トランプ氏は好調な経済を最大の実績に掲げ、支持を得てきた。党大会の演説でも「偉大な国」を目指し「史上最高の経済の再構築」を公約に挙げた。
だが、新型コロナウイルスの感染拡大は経済を直撃し、過去最長を記録した景気拡大は2月に終わり、看板の低失業率も過去のものになっている。
1期目最大の失政はコロナ対応だ。当初、楽観して有効な対策を打たなかった結果、世界最悪の死者数を出している。発生源である中国への批判を繰り返すが責任転嫁は否めない。
国内外の関心を集めた白人警官による黒人暴行死事件では、人種差別の解消を明言しないばかりか、一部のデモに対し「法と秩序」の名の下に軍隊を送り込んで抑えようとした。

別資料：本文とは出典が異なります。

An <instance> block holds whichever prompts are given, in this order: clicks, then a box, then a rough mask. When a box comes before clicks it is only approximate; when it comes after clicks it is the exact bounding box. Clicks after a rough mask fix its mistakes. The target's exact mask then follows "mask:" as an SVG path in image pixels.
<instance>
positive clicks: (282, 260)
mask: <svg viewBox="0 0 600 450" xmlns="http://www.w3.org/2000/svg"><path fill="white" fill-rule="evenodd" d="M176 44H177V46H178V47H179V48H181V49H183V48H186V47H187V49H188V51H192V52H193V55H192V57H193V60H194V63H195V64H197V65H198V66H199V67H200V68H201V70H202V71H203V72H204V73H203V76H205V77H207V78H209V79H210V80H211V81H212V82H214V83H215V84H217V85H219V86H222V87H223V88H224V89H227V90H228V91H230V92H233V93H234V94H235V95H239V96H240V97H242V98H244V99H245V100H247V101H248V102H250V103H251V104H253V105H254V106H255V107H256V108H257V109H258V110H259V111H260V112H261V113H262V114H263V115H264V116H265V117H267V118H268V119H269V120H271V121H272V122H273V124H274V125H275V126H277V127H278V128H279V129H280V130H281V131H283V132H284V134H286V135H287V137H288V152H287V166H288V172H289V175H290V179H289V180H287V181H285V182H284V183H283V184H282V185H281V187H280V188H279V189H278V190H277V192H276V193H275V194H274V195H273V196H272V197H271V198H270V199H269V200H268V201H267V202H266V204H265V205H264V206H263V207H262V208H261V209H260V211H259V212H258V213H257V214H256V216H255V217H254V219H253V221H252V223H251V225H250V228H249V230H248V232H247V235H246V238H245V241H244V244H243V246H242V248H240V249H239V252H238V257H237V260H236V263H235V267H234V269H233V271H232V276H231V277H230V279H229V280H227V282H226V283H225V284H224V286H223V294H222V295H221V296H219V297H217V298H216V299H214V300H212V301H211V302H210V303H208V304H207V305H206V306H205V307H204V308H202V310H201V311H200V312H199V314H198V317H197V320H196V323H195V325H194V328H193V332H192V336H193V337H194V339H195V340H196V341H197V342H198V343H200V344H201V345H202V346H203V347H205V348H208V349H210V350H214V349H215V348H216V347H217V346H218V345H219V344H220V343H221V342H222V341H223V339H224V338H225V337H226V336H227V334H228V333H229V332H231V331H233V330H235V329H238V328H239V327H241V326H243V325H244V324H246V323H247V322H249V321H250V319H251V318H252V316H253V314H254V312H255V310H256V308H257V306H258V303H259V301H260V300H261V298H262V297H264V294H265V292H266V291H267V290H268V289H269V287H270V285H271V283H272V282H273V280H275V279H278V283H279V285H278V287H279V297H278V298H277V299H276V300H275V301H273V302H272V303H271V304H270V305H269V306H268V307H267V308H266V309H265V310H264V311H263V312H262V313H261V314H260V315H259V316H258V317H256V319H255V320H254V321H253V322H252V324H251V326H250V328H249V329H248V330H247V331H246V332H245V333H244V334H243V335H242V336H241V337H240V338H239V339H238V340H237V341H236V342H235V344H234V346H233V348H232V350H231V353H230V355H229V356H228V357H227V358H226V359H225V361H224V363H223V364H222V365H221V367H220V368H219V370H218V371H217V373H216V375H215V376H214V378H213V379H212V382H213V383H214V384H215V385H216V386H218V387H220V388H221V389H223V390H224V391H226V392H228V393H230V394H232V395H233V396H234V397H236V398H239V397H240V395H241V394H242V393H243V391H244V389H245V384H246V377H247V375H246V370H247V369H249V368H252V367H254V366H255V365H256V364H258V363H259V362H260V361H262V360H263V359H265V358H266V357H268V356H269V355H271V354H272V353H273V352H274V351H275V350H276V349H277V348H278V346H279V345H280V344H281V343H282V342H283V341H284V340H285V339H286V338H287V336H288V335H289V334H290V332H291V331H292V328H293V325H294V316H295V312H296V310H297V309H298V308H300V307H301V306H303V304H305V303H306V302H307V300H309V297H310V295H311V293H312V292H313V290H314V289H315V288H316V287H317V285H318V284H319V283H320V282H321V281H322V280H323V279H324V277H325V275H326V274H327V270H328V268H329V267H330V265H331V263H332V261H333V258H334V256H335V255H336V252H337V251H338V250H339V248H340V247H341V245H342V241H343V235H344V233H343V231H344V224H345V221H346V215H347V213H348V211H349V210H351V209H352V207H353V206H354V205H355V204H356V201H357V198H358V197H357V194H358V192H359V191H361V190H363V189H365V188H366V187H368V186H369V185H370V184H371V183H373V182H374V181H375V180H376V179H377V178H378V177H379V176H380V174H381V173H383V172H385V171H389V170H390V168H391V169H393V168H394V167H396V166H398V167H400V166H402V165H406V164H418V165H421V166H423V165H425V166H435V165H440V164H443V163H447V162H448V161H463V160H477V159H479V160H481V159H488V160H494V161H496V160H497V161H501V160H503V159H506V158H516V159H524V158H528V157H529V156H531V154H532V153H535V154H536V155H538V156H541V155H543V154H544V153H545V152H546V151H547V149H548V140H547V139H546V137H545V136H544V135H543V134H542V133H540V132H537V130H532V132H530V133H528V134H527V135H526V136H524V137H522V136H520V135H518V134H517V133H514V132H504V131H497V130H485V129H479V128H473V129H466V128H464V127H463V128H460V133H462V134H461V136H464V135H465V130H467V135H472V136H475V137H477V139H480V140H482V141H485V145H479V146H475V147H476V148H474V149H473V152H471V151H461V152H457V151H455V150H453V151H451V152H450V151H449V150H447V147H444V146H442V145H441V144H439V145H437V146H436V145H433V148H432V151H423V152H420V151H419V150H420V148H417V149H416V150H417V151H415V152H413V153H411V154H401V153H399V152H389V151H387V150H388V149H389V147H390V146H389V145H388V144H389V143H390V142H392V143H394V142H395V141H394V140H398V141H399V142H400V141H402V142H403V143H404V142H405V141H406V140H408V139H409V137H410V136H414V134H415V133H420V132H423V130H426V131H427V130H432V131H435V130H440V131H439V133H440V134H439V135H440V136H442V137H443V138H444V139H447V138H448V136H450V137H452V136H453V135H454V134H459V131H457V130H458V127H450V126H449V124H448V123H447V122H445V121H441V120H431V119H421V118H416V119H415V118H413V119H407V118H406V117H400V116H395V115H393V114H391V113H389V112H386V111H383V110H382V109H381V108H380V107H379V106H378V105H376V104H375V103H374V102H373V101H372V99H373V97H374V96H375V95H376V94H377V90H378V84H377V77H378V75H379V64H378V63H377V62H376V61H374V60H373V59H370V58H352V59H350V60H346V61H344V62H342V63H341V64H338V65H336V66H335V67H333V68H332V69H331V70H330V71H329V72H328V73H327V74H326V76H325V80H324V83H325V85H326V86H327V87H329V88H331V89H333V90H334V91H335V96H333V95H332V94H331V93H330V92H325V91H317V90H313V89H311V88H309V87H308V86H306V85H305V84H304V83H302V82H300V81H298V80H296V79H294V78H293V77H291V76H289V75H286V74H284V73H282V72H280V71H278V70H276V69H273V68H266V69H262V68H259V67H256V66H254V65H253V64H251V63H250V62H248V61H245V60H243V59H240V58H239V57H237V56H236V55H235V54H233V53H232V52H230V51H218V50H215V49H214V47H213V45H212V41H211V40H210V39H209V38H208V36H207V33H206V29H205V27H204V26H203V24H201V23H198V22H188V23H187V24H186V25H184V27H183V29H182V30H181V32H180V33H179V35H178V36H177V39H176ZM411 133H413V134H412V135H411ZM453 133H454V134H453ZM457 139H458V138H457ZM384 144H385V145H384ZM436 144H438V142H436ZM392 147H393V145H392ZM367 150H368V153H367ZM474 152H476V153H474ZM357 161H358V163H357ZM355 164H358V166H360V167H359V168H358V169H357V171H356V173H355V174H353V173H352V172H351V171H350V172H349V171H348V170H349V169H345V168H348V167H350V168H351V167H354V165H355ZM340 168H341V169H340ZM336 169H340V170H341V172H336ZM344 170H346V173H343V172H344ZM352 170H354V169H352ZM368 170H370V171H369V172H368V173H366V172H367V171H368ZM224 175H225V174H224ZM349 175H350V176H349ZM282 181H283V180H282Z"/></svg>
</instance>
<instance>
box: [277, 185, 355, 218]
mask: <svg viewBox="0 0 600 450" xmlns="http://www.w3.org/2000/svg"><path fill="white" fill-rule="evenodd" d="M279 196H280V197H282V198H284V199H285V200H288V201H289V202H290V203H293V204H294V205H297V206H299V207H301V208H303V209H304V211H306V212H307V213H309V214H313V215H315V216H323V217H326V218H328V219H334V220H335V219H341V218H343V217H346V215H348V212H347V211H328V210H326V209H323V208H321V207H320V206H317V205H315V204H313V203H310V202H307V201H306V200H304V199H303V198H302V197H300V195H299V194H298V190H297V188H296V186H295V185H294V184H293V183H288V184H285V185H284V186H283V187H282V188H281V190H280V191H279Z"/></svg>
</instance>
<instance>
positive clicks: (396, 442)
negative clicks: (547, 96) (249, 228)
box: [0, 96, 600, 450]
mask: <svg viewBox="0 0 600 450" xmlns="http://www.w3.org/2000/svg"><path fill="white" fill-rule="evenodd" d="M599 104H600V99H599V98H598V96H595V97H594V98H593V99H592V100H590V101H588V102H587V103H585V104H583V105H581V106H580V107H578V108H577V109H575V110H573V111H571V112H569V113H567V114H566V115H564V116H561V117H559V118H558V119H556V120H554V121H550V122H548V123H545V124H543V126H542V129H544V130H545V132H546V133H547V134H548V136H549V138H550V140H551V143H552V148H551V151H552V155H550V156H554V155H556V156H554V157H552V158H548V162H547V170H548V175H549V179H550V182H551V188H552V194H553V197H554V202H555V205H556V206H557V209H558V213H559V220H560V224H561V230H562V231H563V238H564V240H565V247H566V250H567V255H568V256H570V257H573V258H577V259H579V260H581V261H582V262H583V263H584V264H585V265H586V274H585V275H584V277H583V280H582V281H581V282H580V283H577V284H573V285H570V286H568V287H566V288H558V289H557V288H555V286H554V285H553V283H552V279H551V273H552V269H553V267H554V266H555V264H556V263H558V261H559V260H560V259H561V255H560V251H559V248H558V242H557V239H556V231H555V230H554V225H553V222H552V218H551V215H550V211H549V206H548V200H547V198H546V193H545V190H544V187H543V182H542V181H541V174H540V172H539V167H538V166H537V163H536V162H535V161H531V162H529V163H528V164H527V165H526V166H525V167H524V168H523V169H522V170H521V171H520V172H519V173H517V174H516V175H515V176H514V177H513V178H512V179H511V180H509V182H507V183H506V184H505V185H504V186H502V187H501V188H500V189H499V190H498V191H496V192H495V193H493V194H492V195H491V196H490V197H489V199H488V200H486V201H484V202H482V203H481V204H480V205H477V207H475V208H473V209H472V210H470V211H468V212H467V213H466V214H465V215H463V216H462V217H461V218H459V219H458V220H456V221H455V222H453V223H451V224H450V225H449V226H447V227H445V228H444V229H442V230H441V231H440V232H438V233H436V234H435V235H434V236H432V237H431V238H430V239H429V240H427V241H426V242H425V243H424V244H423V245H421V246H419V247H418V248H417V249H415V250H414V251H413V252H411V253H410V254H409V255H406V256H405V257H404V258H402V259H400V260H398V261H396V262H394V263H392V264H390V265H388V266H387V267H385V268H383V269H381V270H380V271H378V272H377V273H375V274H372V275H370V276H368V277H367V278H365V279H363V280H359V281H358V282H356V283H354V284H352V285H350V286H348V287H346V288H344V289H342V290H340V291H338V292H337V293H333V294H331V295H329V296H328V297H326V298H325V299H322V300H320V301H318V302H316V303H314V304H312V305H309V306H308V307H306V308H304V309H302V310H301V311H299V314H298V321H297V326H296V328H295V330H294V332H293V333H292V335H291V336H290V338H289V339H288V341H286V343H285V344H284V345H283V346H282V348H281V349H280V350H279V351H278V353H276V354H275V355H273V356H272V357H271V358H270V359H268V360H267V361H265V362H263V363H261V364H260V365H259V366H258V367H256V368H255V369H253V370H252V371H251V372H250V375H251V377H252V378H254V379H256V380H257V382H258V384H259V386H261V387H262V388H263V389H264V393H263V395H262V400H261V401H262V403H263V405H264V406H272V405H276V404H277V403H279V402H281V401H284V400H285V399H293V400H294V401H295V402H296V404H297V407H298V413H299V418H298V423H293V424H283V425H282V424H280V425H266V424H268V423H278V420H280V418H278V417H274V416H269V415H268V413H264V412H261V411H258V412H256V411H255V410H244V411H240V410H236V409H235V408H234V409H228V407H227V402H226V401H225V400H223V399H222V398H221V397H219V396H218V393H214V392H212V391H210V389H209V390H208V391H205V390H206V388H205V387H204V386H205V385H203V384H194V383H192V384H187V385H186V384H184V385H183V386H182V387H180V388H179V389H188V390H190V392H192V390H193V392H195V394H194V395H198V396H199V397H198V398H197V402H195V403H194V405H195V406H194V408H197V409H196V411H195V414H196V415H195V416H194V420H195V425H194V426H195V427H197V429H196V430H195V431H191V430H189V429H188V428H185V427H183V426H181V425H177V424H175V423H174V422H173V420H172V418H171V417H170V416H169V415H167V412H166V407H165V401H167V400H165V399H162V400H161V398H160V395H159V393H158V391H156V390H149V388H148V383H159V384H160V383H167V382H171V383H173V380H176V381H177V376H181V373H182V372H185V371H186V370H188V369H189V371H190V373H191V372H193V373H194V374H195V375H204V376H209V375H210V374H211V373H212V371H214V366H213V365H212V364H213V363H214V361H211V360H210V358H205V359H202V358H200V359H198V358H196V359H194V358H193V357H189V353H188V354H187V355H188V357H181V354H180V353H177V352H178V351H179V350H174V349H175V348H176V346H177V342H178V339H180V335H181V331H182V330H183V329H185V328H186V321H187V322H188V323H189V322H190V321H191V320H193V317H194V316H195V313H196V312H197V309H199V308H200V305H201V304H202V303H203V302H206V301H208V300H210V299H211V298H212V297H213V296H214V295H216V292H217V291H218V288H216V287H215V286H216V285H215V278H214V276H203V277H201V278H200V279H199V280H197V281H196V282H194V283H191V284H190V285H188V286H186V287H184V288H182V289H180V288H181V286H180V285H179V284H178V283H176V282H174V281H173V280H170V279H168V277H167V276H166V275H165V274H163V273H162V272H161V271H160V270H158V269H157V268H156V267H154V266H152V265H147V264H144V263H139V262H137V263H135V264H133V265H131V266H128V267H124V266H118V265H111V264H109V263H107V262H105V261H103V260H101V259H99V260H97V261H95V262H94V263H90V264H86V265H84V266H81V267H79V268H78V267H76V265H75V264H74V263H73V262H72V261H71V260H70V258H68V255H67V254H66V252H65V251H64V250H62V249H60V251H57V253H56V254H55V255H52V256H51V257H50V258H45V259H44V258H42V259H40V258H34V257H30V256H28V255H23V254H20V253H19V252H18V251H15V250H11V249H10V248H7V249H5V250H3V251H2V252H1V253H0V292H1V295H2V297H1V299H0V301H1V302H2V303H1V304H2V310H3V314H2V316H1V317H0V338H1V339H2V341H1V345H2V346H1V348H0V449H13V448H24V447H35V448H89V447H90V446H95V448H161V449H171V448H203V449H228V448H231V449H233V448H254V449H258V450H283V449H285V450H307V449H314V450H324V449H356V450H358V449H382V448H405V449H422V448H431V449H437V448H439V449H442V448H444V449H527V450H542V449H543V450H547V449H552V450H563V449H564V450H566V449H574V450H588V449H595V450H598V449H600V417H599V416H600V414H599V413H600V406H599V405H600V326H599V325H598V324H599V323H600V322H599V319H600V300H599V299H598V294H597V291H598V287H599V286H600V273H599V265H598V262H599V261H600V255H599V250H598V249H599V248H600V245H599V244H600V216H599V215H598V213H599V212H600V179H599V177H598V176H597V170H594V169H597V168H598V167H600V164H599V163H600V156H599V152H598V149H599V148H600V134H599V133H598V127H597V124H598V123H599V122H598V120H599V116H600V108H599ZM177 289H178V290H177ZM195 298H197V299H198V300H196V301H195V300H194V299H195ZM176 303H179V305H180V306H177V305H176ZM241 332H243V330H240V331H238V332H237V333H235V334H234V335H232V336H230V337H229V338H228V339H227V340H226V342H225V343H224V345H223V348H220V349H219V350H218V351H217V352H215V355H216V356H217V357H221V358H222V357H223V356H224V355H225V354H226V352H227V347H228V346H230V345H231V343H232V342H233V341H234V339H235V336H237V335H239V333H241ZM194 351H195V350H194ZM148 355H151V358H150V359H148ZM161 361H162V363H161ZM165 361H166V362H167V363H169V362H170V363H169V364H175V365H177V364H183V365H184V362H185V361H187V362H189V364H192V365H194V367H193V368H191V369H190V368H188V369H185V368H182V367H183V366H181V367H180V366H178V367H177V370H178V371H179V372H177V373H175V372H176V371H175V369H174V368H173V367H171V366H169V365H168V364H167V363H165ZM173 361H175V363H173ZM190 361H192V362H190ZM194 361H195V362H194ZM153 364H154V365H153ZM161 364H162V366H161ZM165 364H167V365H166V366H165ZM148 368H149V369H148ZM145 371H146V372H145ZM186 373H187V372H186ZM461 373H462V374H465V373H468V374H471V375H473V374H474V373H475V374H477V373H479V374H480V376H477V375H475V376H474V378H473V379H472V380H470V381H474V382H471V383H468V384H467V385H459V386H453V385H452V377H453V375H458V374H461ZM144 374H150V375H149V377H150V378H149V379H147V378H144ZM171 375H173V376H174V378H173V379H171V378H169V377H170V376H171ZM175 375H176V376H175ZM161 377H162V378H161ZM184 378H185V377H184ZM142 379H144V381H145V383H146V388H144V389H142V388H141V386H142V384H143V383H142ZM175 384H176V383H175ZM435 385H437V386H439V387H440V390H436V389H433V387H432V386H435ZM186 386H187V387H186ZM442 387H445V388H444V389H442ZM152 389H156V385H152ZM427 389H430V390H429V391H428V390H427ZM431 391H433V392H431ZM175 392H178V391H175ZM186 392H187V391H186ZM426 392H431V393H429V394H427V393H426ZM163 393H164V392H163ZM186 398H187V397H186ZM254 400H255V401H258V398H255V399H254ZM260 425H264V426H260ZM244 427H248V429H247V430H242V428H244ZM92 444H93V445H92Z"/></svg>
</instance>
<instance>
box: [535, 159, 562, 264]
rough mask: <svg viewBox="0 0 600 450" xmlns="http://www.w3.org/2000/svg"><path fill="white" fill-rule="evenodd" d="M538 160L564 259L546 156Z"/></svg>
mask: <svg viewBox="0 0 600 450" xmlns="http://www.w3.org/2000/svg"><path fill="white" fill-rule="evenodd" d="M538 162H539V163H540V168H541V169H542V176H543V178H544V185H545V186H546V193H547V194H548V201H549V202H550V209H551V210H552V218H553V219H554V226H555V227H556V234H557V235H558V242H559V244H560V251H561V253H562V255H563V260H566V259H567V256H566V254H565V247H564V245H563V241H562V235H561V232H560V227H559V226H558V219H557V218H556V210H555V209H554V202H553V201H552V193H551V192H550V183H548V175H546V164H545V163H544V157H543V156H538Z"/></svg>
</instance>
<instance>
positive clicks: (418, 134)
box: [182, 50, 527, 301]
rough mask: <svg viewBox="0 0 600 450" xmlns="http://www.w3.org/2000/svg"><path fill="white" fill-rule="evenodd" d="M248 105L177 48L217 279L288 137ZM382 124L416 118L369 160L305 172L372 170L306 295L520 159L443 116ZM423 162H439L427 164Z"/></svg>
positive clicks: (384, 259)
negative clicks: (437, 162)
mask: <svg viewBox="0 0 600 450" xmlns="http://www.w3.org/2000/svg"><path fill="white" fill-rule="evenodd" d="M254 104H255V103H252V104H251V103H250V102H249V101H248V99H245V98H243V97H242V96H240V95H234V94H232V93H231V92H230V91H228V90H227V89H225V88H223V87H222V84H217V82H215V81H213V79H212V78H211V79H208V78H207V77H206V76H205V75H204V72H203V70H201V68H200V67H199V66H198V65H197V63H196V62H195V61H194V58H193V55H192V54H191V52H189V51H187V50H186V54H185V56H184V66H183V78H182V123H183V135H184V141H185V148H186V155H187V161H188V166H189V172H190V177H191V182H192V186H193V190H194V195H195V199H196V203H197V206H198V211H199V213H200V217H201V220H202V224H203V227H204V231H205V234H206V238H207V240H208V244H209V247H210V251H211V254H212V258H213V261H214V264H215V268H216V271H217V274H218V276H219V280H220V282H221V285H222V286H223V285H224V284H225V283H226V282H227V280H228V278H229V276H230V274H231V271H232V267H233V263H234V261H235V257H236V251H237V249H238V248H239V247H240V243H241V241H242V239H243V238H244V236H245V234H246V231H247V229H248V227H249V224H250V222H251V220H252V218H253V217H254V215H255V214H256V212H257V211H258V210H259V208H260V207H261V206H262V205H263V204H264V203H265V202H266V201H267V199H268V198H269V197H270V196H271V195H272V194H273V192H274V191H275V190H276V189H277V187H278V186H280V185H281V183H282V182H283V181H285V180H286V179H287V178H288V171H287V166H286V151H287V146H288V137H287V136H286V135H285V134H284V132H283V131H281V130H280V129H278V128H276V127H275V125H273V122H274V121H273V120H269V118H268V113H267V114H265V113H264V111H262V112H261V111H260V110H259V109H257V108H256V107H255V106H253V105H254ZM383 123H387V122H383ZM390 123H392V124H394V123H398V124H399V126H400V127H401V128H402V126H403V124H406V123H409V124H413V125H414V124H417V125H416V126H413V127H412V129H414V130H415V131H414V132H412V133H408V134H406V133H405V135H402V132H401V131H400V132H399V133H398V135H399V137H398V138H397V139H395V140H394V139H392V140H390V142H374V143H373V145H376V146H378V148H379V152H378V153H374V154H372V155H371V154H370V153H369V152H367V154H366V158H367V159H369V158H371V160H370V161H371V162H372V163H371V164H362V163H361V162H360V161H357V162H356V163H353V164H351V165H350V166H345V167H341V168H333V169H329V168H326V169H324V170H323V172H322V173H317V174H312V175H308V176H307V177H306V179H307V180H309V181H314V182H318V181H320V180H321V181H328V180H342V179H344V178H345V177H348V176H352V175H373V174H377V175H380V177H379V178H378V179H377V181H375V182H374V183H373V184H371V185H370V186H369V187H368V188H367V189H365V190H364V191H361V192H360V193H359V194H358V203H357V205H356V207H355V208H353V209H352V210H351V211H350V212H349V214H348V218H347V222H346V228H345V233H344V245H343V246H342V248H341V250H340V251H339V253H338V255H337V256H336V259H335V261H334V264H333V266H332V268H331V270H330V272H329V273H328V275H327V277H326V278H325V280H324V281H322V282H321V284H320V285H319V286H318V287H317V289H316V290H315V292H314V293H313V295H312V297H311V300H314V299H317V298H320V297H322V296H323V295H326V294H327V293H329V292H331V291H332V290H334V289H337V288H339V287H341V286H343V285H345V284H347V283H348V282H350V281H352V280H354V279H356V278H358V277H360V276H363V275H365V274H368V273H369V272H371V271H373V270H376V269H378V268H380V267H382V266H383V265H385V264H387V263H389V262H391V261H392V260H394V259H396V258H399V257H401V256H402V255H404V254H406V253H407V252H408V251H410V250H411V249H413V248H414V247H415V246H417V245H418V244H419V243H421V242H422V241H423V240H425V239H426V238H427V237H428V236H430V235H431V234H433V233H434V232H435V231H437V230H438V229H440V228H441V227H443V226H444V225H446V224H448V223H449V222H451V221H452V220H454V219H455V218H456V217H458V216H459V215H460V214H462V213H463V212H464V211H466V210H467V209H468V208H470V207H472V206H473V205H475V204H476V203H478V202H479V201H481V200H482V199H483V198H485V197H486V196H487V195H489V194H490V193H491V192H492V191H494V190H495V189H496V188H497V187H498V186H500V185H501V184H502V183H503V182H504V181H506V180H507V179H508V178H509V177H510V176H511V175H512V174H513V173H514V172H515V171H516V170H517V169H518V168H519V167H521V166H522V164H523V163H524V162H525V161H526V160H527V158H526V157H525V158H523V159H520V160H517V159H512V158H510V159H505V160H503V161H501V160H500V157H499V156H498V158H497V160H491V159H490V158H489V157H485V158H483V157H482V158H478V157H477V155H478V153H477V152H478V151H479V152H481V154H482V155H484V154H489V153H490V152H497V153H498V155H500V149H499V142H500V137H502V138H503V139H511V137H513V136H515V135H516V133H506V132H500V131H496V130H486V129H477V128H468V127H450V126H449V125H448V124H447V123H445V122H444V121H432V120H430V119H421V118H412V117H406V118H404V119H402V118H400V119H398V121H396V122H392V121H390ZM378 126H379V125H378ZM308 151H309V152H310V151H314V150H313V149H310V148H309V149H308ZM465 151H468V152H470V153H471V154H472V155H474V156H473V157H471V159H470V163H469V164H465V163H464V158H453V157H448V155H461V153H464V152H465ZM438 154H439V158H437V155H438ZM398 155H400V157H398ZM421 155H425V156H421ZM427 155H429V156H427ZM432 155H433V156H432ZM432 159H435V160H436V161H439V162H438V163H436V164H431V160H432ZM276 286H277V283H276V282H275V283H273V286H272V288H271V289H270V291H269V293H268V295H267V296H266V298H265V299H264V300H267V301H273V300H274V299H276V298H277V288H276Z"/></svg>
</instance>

まさに大統領としての資質が問われている。共和党の有力者が続々とバイデン氏支持を表明するのも危機感の表れだろう。
それでもトランプ氏は共和党支持者には根強い人気がある。不法移民などを「敵」と決め付け、憎悪や恐怖をあおる手法で支持を集めており、国民の融和には程遠い振る舞いが際立つ。再選しても分断を解消へと導くとは考えにくい。
一方、バイデン氏は党大会の演説でトランプ政権時代を「暗黒の時」と批判し、同時に「私を支持しない人々のためにも一生懸命に働く」と率先して融和を図る姿勢を鮮明にした。
副大統領候補に移民2世で黒人女性のハリス上院議員を選んだのは象徴的だ。当選すればハリス氏は女性としても黒人としても初の副大統領となる。米国社会の多様性を肯定する力強いメッセージである。
民主党は前回選挙で予想外の敗北を喫した。今回は党内の結束を固め、トランプ政治の是非を問う選挙にしようと躍起だ。現状の否定に終始するのではなく、経済格差や人種差別をいかに解消し、どんな未来を描くのか、具体策を提示してほしい。
「米国第一主義」を唱えるトランプ氏はさまざまな国際的枠組みから離脱し、中東をはじめ各地で緊張を高めてきた。国際協調を主張するバイデン氏は大国の指導力をどう発揮するつもりなのか。コロナ後の国際社会で米国が果たす役割について、私たちも論戦に注目したい。